A young woman from Kent says she feels “lucky to be alive” after waiting for 11 hours in a hospital corridor with untreated meningitis and sepsis.

Megan Fellowes, from Minster-on-Sea, was told by her GP to go straight to the emergency department after showing symptoms of the life-threatening conditions.

But she says staff at the Medway Maritime Hospital in Gillingham initially tried to send her home, before making her wait hours on a plastic chair without food, water or pain relief.

The NHS trust has said it always aims to provide “the best possible care” and would like to apologise “if we have fallen below this standard”.

The 22-year-old told ITV News Meridian: “I was left in that corridor for 11 hours before I was even seen. It was just awful. No one offered me a drink. They didn't ask if I wanted anything to eat. I was literally just sat in a chair.

“I kept asking nurses, ‘Can someone give me some paracetamol?’ And they said they couldn't, without doctors’ permission. It just got worse and the rash started to spread up my arms.”

Megan Fellowes’ tongue started to turn black, while a rash appeared on her hands and feet. Credit: Megan Fellowes

When she initially arrived at the Medway Maritime on Wednesday, 8th February, Megan says staff in the Accident and Emergency Department sent her to MedOCC, an on-site GP unit run by a third-party provider.

“The doctor came out and he basically laughed in my face… he said: ‘I don't see why you're here, you can go home’. And it was only when I took my shoe off and my whole foot was covered in this purple rash that he went to get a second opinion. They came in and said, ‘No, she needs to go back to A&E now. I think she's got meningitis’.”

Those concerns didn't stop Megan waiting for hours before she was seen by an A&E doctor. She was eventually diagnosed with meningitis and sepsis, along with several other conditions. She was so seriously ill she had to spend nine days in hospital.

Megan feels her delayed treatment put her life at risk: “It was horrendous. And I'm a mum to a three year old. That was the scariest part for me, I felt I was not going to be able to go home to my child.”

In February, Medway NHS Foundation Trust failed to meet the government target for 95 per cent of those attending emergency departments to be admitted, transferred or discharged within four hours.

That was the case for 58% of patients at Medway Maritime’s A&E, meaning 3,055 people had to wait for more than four hours, with the trust’s performance among the worst in Kent and Sussex.

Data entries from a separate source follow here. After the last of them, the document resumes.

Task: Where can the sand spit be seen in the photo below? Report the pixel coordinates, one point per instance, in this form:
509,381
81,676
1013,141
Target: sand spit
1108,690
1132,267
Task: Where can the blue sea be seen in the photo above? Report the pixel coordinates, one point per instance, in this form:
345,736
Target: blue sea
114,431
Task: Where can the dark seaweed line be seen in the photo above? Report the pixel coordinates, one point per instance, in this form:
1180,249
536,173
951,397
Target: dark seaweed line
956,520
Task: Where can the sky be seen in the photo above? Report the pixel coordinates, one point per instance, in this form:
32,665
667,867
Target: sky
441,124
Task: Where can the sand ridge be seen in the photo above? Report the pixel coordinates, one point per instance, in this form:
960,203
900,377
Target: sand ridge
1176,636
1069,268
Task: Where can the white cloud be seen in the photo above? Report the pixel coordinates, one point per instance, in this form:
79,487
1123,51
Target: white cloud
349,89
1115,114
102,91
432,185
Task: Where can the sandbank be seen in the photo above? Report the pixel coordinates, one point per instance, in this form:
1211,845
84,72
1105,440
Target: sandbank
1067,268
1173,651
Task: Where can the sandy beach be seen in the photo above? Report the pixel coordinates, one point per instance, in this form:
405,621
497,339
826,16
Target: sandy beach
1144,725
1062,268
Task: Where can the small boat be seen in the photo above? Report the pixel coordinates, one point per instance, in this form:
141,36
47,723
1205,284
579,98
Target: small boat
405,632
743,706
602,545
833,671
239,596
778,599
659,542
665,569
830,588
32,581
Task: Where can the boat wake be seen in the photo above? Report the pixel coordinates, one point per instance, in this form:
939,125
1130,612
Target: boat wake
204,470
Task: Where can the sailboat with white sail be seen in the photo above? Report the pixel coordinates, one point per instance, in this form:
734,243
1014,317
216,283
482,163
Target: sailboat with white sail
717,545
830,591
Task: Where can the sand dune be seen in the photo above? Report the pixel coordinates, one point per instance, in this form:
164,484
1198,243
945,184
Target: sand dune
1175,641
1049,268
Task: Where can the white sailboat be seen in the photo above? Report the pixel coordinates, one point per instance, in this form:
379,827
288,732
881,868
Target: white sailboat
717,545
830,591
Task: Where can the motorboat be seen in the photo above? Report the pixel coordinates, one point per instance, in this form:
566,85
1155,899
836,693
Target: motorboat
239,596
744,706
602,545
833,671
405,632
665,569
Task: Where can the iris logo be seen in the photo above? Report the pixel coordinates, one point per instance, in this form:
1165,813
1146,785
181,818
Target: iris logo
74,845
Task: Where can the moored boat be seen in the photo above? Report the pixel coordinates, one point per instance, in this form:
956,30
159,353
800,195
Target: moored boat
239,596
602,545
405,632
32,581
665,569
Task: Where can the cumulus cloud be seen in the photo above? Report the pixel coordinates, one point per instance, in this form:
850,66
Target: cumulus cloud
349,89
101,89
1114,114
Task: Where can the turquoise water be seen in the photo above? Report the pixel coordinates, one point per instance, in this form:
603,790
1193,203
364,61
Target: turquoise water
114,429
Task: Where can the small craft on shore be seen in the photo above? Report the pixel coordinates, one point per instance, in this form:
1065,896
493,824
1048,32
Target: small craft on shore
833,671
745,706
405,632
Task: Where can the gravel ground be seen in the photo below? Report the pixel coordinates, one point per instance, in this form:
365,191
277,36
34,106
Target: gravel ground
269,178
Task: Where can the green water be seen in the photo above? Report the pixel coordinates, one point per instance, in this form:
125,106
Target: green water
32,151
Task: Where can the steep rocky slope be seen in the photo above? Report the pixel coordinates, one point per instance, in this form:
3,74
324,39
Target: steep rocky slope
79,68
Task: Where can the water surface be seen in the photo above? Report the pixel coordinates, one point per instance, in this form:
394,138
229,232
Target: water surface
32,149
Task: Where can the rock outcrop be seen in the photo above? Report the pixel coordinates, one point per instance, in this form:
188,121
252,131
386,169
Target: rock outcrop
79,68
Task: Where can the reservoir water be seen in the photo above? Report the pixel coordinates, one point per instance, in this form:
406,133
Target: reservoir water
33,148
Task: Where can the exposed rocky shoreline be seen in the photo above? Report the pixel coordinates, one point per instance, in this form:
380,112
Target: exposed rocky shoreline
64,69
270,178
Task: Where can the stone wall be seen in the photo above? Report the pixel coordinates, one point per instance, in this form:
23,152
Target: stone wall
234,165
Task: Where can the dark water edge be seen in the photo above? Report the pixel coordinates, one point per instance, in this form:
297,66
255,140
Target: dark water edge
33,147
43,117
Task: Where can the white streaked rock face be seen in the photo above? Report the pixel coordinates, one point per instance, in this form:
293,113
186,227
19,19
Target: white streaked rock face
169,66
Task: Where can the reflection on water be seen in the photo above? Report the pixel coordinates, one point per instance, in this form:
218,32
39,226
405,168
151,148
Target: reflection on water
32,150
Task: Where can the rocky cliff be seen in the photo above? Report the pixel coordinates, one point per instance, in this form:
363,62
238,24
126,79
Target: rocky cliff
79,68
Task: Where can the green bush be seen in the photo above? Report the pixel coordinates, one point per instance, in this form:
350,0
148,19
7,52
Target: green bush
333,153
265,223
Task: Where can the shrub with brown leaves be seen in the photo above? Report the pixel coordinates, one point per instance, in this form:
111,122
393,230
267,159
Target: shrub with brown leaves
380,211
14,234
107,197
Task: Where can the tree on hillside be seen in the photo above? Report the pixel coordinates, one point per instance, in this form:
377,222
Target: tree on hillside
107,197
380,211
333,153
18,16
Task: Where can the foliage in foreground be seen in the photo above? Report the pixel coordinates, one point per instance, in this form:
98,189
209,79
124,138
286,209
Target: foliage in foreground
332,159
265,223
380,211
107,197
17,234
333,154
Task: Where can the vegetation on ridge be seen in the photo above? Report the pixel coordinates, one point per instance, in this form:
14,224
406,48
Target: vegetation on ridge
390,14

Medway NHS Foundation Trust says it aims to provide patients with the best possible care.

Health groups are worried about the impact that long waits could be having on patient outcomes. Dr Ron Daniels, founder of the UK Sepsis Trust, said: “With sepsis it is time critical. For every hour we wait in getting lifesaving treatment into the patient, the chance of them surviving drops by one or two per cent.

“This really is a medical emergency. It's not just about surviving versus dying, it's also about the after effects [of delayed treatment].”

Megan Fellowes has since made a full recovery but says she would go out of her way to visit another hospital, if she fell ill again.

Medway NHS Foundation Trust and Medway Community Healthcare, which runs the MedOCC unit, provided the following statement: “Our aim is always to provide patients with the best possible care, and we would like to apologise if we have fallen below this standard.

“We would like to investigate Ms Fellowes’ concerns in more detail and would invite her to contact Medway NHS Foundation Trust and Medway Community Healthcare directly.”